Monday, August 19, 2013
The Modernist Church's Obsession With Buildings - Kamahl Russell at Phuture
Our very reliance on buildings as our places of worship stems from our missiological (mis?) understanding fo what we think church is all about. It isn't about inviting to people to come out of their comfort zones and into a strange space to sing unfamiliar songs and hear a lecture about living a life of purpose and destiny. Somehow, we still believe that somehow a non-churched person (who we automatically assume isn't following any other valid spiritual journey) that is need of being programmed with our information might suddenly realize their need for church and then come strolling in. Thinking missionally requires to lose the manfactured "Us" and "Them" mentality of the modernist church.

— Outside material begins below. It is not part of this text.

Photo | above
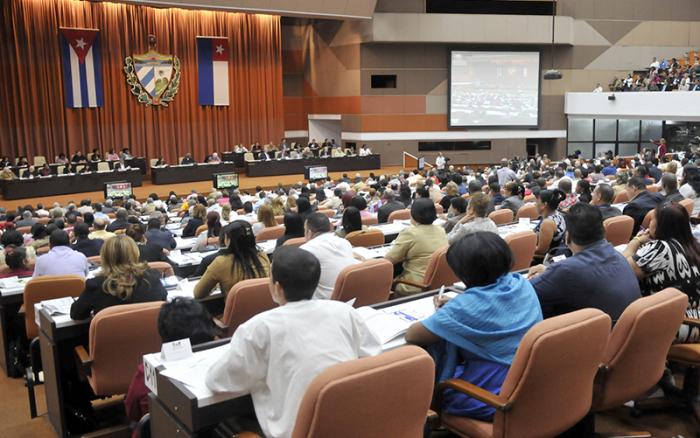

I'm suggesting we should live missionally and build into people's lives, gathering them into a community as living stones, rather than using our time, budgets and energy in the effort to place them into a building of gathered stone.
Neighborly support in a time of crisis, a ride to work when the car dies, food when there is nothing in the cupboard; can of these events take place in the several hundred seat auditorium with fancy slide presentations and rock concert light shows? I would dare to suggest that even the well-intended ministries we run are dominated, designated and restricted by the facilities we have.
If we need to use space for our ministries - why not the ones that are already created out of and for the local community culture? Aren't those places created by the very people we are seeking to living in community with, to walk and suffer and rejoice and have fun with? Life takes place in the street and the cafe, in the bar and concert hall - not in a business park off of the expressway with stadium seating.
Jesus states very clearly his idea of true worship in John 4 and Matthew 25:31-46. How could we morally consider building another auditorium when there is a child starving or homeless? Just who do we really do our style of "worship" for?